Bucks' Giannis Antetokounmpo Wins Defensive Player of the Year


Bucks star Giannis Antetokounmpo has won the NBA's Defensive Player of the Year award.

Bucks star Giannis Antetokounmpo has won the NBA's Defensive Player of the Year award, the NBA announced Tuesday. 

The anchor of Milwaukee's stellar unit had 75 first-place votes, 18 second-place votes and three third-place votes. Lakers big Anthony Davis finished second in the voting while Jazz center Rudy Gobert, 76ers guard Ben Simmons and Heat forward Bam Adebayo finished third, fourth and fifth, respectively. 

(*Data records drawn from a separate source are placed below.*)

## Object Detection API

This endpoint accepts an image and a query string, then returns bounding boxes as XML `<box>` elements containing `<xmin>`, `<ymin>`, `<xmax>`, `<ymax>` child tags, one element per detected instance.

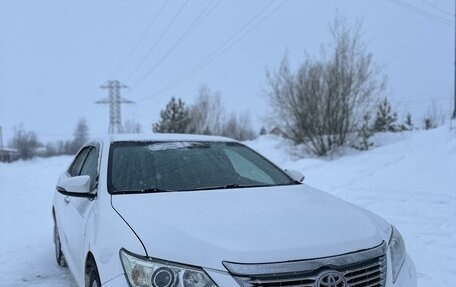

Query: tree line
<box><xmin>7</xmin><ymin>16</ymin><xmax>448</xmax><ymax>159</ymax></box>
<box><xmin>152</xmin><ymin>85</ymin><xmax>256</xmax><ymax>141</ymax></box>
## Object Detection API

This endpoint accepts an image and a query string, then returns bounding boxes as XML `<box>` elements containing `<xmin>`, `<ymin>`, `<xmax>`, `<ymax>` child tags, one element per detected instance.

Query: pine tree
<box><xmin>260</xmin><ymin>127</ymin><xmax>268</xmax><ymax>136</ymax></box>
<box><xmin>374</xmin><ymin>98</ymin><xmax>398</xmax><ymax>132</ymax></box>
<box><xmin>423</xmin><ymin>116</ymin><xmax>437</xmax><ymax>130</ymax></box>
<box><xmin>354</xmin><ymin>113</ymin><xmax>374</xmax><ymax>150</ymax></box>
<box><xmin>404</xmin><ymin>113</ymin><xmax>415</xmax><ymax>131</ymax></box>
<box><xmin>152</xmin><ymin>97</ymin><xmax>190</xmax><ymax>133</ymax></box>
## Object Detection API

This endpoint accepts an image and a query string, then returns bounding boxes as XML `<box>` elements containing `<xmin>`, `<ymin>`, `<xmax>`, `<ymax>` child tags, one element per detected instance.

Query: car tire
<box><xmin>87</xmin><ymin>268</ymin><xmax>101</xmax><ymax>287</ymax></box>
<box><xmin>54</xmin><ymin>222</ymin><xmax>67</xmax><ymax>267</ymax></box>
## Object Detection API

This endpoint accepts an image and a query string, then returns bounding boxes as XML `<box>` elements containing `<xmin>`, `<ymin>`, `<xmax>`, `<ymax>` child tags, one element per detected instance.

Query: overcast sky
<box><xmin>0</xmin><ymin>0</ymin><xmax>455</xmax><ymax>144</ymax></box>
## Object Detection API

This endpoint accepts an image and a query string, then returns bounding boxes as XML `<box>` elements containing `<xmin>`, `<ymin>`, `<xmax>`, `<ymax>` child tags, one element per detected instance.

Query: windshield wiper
<box><xmin>192</xmin><ymin>183</ymin><xmax>275</xmax><ymax>190</ymax></box>
<box><xmin>114</xmin><ymin>187</ymin><xmax>176</xmax><ymax>194</ymax></box>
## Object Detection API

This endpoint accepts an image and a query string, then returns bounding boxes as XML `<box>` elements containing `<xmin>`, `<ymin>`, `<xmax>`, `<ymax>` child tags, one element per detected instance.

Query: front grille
<box><xmin>224</xmin><ymin>243</ymin><xmax>386</xmax><ymax>287</ymax></box>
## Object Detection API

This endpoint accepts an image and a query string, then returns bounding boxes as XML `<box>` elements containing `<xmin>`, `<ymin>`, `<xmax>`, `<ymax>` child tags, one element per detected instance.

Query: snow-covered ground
<box><xmin>0</xmin><ymin>126</ymin><xmax>456</xmax><ymax>287</ymax></box>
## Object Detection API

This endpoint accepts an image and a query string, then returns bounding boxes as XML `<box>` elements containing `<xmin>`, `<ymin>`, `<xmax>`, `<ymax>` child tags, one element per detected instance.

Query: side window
<box><xmin>80</xmin><ymin>147</ymin><xmax>98</xmax><ymax>190</ymax></box>
<box><xmin>68</xmin><ymin>147</ymin><xmax>90</xmax><ymax>176</ymax></box>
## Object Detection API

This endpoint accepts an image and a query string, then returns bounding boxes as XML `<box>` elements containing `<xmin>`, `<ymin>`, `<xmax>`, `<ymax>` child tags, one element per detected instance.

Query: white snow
<box><xmin>0</xmin><ymin>126</ymin><xmax>456</xmax><ymax>287</ymax></box>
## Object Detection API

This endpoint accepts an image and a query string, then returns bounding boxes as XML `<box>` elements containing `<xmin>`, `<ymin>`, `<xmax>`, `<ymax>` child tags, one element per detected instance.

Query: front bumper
<box><xmin>103</xmin><ymin>255</ymin><xmax>417</xmax><ymax>287</ymax></box>
<box><xmin>205</xmin><ymin>255</ymin><xmax>417</xmax><ymax>287</ymax></box>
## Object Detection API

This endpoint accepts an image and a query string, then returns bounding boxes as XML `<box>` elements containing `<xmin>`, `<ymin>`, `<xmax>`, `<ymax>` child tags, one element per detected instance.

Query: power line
<box><xmin>387</xmin><ymin>0</ymin><xmax>454</xmax><ymax>26</ymax></box>
<box><xmin>131</xmin><ymin>0</ymin><xmax>220</xmax><ymax>89</ymax></box>
<box><xmin>421</xmin><ymin>0</ymin><xmax>454</xmax><ymax>17</ymax></box>
<box><xmin>126</xmin><ymin>0</ymin><xmax>189</xmax><ymax>82</ymax></box>
<box><xmin>109</xmin><ymin>0</ymin><xmax>168</xmax><ymax>79</ymax></box>
<box><xmin>134</xmin><ymin>0</ymin><xmax>287</xmax><ymax>101</ymax></box>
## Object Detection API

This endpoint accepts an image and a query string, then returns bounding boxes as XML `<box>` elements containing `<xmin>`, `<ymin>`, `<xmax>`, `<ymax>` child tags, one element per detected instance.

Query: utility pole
<box><xmin>0</xmin><ymin>126</ymin><xmax>3</xmax><ymax>150</ymax></box>
<box><xmin>95</xmin><ymin>80</ymin><xmax>134</xmax><ymax>134</ymax></box>
<box><xmin>451</xmin><ymin>2</ymin><xmax>456</xmax><ymax>120</ymax></box>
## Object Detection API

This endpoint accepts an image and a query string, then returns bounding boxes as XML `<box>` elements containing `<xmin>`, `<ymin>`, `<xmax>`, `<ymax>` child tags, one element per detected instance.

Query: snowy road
<box><xmin>0</xmin><ymin>128</ymin><xmax>456</xmax><ymax>287</ymax></box>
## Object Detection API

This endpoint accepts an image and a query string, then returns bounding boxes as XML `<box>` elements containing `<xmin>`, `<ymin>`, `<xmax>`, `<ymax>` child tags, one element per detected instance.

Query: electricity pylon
<box><xmin>95</xmin><ymin>80</ymin><xmax>134</xmax><ymax>134</ymax></box>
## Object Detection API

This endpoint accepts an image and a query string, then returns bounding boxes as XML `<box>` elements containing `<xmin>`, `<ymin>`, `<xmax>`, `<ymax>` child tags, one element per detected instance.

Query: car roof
<box><xmin>104</xmin><ymin>133</ymin><xmax>236</xmax><ymax>143</ymax></box>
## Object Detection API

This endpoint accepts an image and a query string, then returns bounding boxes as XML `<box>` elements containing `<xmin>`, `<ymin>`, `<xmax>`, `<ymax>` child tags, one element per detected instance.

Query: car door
<box><xmin>64</xmin><ymin>146</ymin><xmax>99</xmax><ymax>274</ymax></box>
<box><xmin>54</xmin><ymin>147</ymin><xmax>90</xmax><ymax>251</ymax></box>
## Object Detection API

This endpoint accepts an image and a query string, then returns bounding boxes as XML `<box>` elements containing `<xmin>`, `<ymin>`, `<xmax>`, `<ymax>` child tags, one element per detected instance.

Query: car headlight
<box><xmin>389</xmin><ymin>225</ymin><xmax>406</xmax><ymax>283</ymax></box>
<box><xmin>120</xmin><ymin>249</ymin><xmax>217</xmax><ymax>287</ymax></box>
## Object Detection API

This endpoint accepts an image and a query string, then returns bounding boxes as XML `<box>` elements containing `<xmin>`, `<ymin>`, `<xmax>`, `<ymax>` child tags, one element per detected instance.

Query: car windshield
<box><xmin>108</xmin><ymin>141</ymin><xmax>295</xmax><ymax>193</ymax></box>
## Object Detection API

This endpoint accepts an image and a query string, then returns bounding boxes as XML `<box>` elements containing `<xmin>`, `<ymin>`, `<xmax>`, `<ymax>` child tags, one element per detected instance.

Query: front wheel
<box><xmin>54</xmin><ymin>222</ymin><xmax>66</xmax><ymax>267</ymax></box>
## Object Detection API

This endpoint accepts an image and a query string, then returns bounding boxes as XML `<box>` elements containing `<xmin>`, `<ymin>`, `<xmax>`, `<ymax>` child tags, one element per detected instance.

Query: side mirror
<box><xmin>56</xmin><ymin>175</ymin><xmax>96</xmax><ymax>199</ymax></box>
<box><xmin>285</xmin><ymin>169</ymin><xmax>304</xmax><ymax>182</ymax></box>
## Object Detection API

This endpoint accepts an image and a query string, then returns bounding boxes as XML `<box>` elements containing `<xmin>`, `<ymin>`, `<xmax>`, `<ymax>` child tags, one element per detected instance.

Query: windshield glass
<box><xmin>108</xmin><ymin>141</ymin><xmax>294</xmax><ymax>193</ymax></box>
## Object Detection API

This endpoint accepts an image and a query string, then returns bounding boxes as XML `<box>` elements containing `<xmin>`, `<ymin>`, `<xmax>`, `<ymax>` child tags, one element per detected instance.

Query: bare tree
<box><xmin>265</xmin><ymin>16</ymin><xmax>385</xmax><ymax>156</ymax></box>
<box><xmin>188</xmin><ymin>85</ymin><xmax>225</xmax><ymax>135</ymax></box>
<box><xmin>222</xmin><ymin>111</ymin><xmax>256</xmax><ymax>141</ymax></box>
<box><xmin>10</xmin><ymin>126</ymin><xmax>41</xmax><ymax>160</ymax></box>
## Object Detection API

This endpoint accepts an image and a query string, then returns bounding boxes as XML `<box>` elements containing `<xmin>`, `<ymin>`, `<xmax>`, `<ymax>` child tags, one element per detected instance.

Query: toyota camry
<box><xmin>52</xmin><ymin>134</ymin><xmax>416</xmax><ymax>287</ymax></box>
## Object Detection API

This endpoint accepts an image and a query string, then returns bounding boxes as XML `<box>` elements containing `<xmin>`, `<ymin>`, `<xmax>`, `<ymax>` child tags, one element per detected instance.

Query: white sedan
<box><xmin>52</xmin><ymin>134</ymin><xmax>416</xmax><ymax>287</ymax></box>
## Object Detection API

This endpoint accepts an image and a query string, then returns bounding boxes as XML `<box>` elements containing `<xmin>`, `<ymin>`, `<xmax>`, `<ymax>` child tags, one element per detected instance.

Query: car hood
<box><xmin>112</xmin><ymin>184</ymin><xmax>390</xmax><ymax>270</ymax></box>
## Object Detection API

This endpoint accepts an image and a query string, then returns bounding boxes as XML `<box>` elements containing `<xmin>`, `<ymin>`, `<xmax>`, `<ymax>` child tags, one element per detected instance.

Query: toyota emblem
<box><xmin>315</xmin><ymin>271</ymin><xmax>347</xmax><ymax>287</ymax></box>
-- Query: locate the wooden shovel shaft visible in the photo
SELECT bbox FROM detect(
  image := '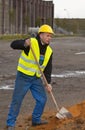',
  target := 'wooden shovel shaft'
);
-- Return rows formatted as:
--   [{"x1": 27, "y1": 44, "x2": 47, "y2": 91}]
[{"x1": 30, "y1": 43, "x2": 59, "y2": 111}]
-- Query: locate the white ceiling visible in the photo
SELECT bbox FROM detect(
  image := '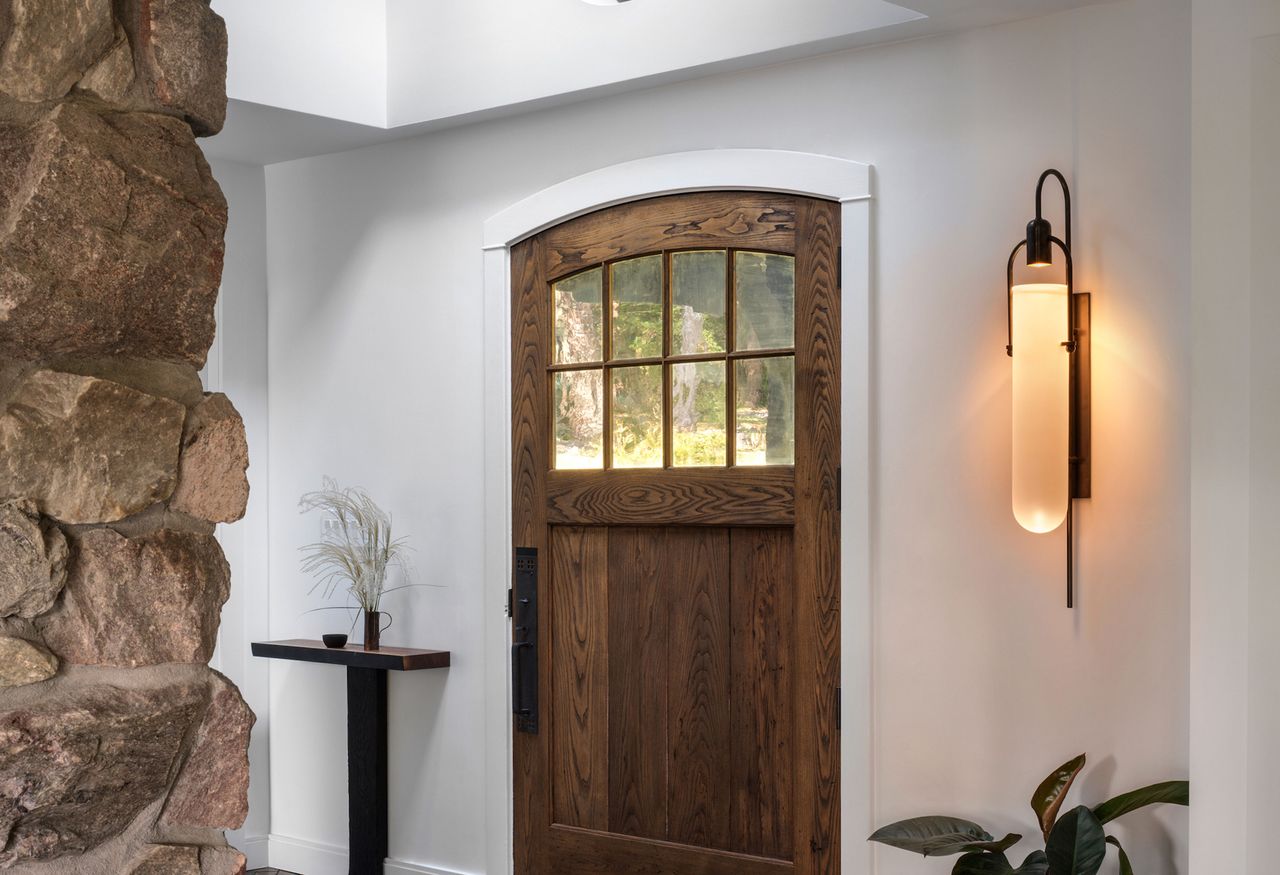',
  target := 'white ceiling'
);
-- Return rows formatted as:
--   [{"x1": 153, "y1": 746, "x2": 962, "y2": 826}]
[{"x1": 205, "y1": 0, "x2": 1106, "y2": 164}]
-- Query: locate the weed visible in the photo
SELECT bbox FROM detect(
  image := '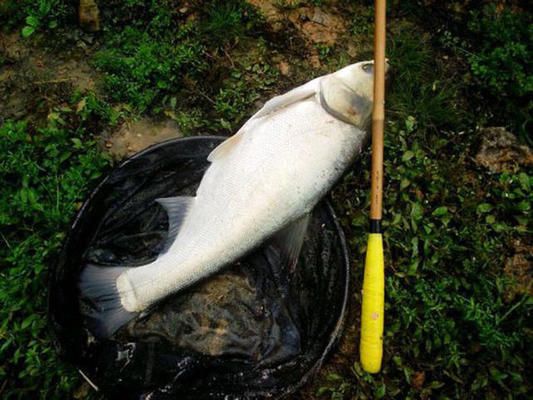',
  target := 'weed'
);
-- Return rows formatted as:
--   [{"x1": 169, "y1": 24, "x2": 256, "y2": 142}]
[
  {"x1": 95, "y1": 26, "x2": 206, "y2": 112},
  {"x1": 0, "y1": 100, "x2": 109, "y2": 399}
]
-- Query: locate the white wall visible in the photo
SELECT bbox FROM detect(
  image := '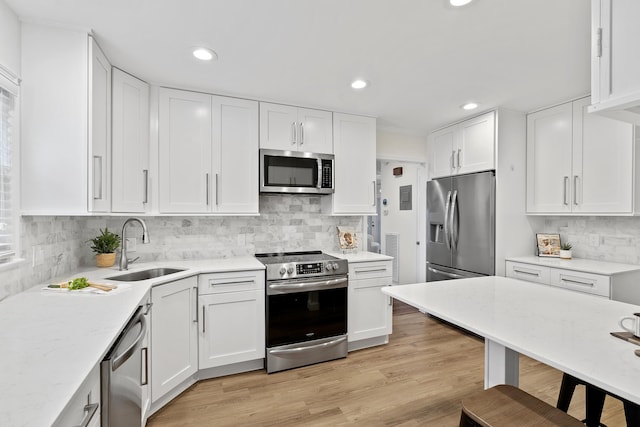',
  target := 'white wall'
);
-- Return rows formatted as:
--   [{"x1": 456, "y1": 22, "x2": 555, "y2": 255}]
[
  {"x1": 380, "y1": 160, "x2": 423, "y2": 284},
  {"x1": 0, "y1": 0, "x2": 20, "y2": 76},
  {"x1": 376, "y1": 129, "x2": 427, "y2": 163}
]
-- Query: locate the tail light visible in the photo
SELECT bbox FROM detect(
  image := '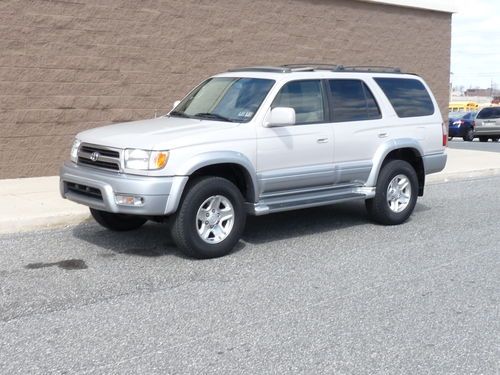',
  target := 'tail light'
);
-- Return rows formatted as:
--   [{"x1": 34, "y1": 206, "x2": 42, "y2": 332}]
[{"x1": 442, "y1": 122, "x2": 448, "y2": 147}]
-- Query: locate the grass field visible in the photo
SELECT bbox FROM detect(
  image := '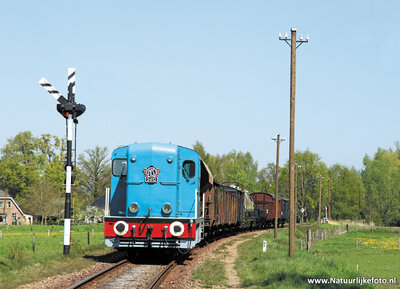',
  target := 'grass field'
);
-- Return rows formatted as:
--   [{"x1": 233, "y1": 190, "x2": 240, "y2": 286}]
[
  {"x1": 193, "y1": 224, "x2": 400, "y2": 288},
  {"x1": 0, "y1": 224, "x2": 112, "y2": 288}
]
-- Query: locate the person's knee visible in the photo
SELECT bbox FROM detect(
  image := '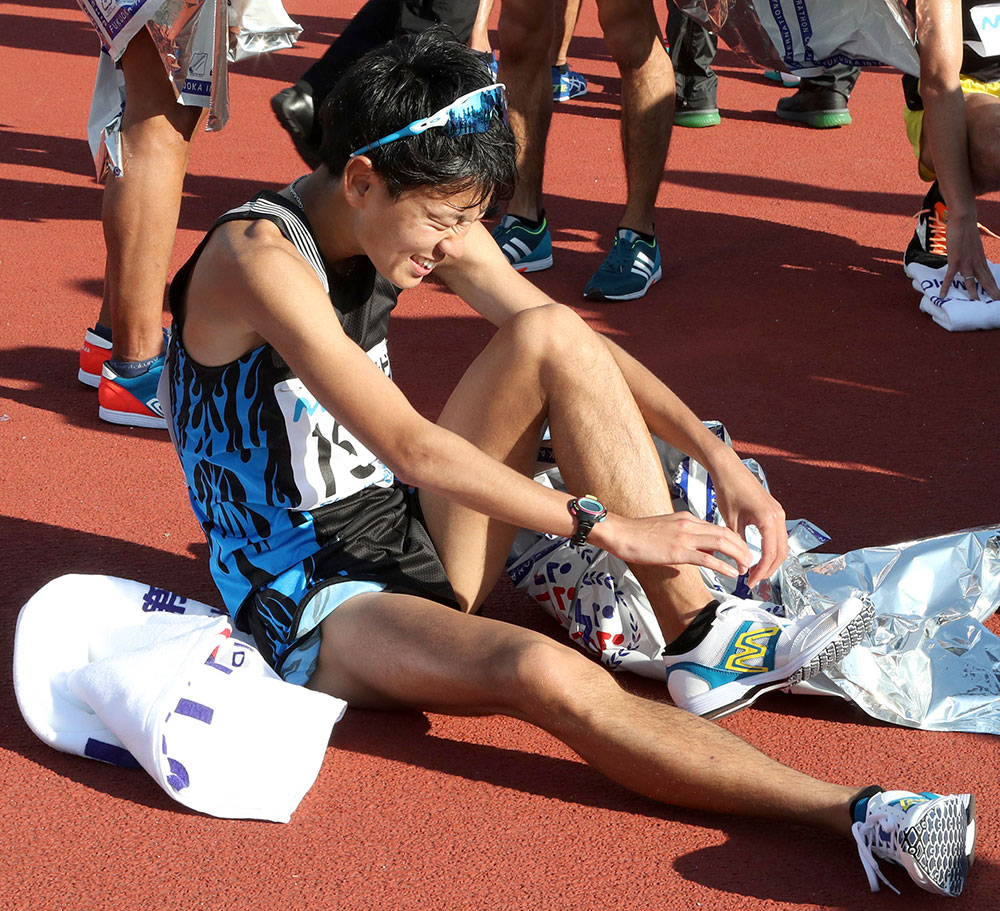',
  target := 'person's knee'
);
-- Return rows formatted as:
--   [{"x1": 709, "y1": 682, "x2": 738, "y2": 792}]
[
  {"x1": 506, "y1": 639, "x2": 618, "y2": 733},
  {"x1": 498, "y1": 0, "x2": 554, "y2": 66},
  {"x1": 510, "y1": 303, "x2": 607, "y2": 367},
  {"x1": 597, "y1": 0, "x2": 667, "y2": 69}
]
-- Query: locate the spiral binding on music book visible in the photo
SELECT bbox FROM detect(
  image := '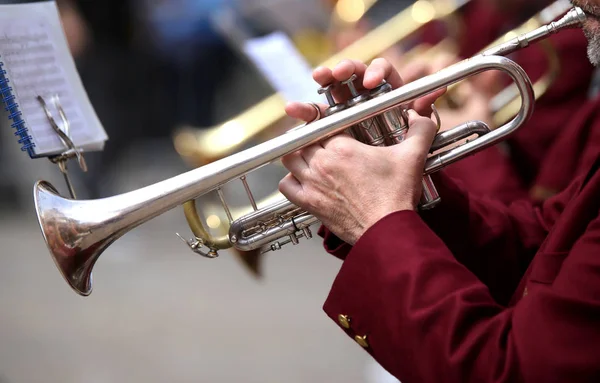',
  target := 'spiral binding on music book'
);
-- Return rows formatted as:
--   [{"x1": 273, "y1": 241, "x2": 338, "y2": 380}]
[{"x1": 0, "y1": 57, "x2": 35, "y2": 158}]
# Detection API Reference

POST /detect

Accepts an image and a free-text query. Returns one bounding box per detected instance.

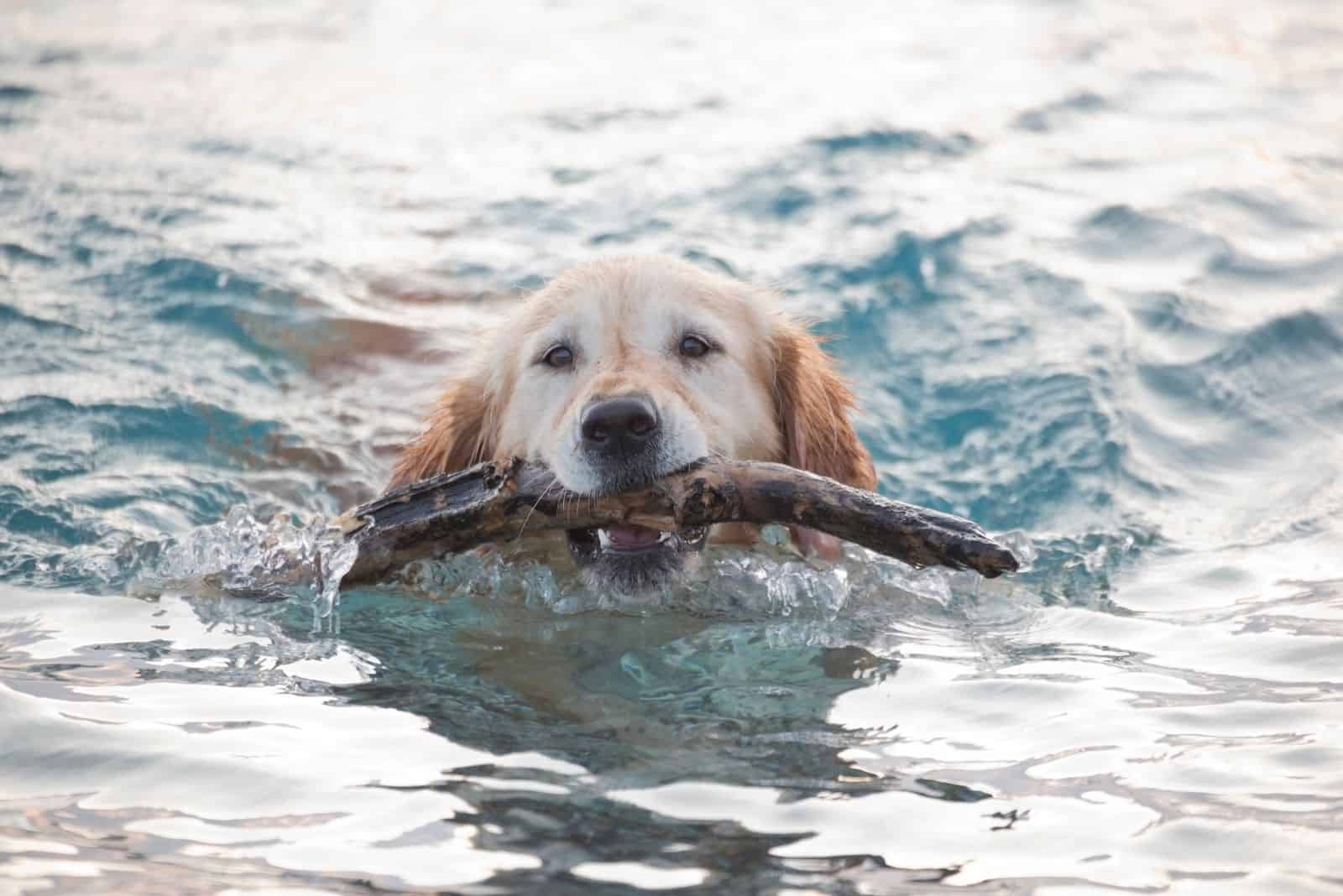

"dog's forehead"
[525,266,761,342]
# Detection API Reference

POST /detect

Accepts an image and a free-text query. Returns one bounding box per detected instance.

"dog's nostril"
[580,396,658,445]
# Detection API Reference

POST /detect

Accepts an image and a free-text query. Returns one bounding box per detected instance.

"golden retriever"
[392,256,875,591]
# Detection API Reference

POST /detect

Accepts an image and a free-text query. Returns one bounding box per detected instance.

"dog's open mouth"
[568,524,709,591]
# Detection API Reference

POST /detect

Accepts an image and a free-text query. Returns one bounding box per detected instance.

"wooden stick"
[334,460,1016,585]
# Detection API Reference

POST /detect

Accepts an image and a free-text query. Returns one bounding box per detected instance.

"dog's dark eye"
[541,345,573,370]
[681,336,713,358]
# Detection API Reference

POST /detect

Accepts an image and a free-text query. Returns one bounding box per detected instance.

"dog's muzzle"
[568,393,709,590]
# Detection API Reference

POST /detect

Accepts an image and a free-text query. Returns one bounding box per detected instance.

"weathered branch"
[336,460,1016,585]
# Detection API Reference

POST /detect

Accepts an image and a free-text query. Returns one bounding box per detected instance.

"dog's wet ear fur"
[774,322,877,560]
[388,378,495,488]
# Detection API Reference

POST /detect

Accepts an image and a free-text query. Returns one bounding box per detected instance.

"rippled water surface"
[0,0,1343,896]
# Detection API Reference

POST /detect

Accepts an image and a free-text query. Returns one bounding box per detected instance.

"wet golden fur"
[392,256,875,555]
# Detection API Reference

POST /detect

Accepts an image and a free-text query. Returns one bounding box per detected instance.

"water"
[0,0,1343,896]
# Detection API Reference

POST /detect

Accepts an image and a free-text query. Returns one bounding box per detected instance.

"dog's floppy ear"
[774,322,877,560]
[388,377,495,488]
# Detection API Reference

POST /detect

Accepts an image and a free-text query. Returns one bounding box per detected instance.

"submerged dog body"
[392,256,875,590]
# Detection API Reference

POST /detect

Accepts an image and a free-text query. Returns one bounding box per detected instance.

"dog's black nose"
[579,396,658,453]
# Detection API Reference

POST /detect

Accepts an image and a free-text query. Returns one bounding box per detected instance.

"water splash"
[128,507,1034,620]
[128,506,358,618]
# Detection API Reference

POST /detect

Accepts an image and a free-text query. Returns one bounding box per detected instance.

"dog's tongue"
[606,526,662,547]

"Congrats to Giannis on being named Defensive Player of the Year," head coach Mike Budenholzer said on TNT's Inside the NBA. "His commitment to defending, his commitment to winning is beyond incredible. He impacts the game with his blocked shots, with his rebounding, with his ability to guard all five positions, his chase down blocks, his challenge to do everything defensively. His talent is beyond special and combined with his team, it's made for a very special moment and for us to recognize him as the Defensive Player of the Year."

In games played through March 11, Antetokounmpo led the Bucks to the NBA’s best defensive rating as they allowed 101.6 points per 100 possessions. From the start of the regular season through the March 11 stoppage, Milwaukee’s opponents also shot an NBA-low 41.3% from the field.

Antetokounmpo won the 2018–19 MVP award and is favored to take home the 2019–20 award. Only Michael Jordan and Hakeem Olajuwon won both the MVP and Defensive Player of the Year award in the same season. Just five players in league history have won both awards in the same career. 

The Bucks look to close out the Magic on Wednesday and advance to the Eastern Conference semifinals. Tipoff for Wednesday's game is at 4 p.m. ET.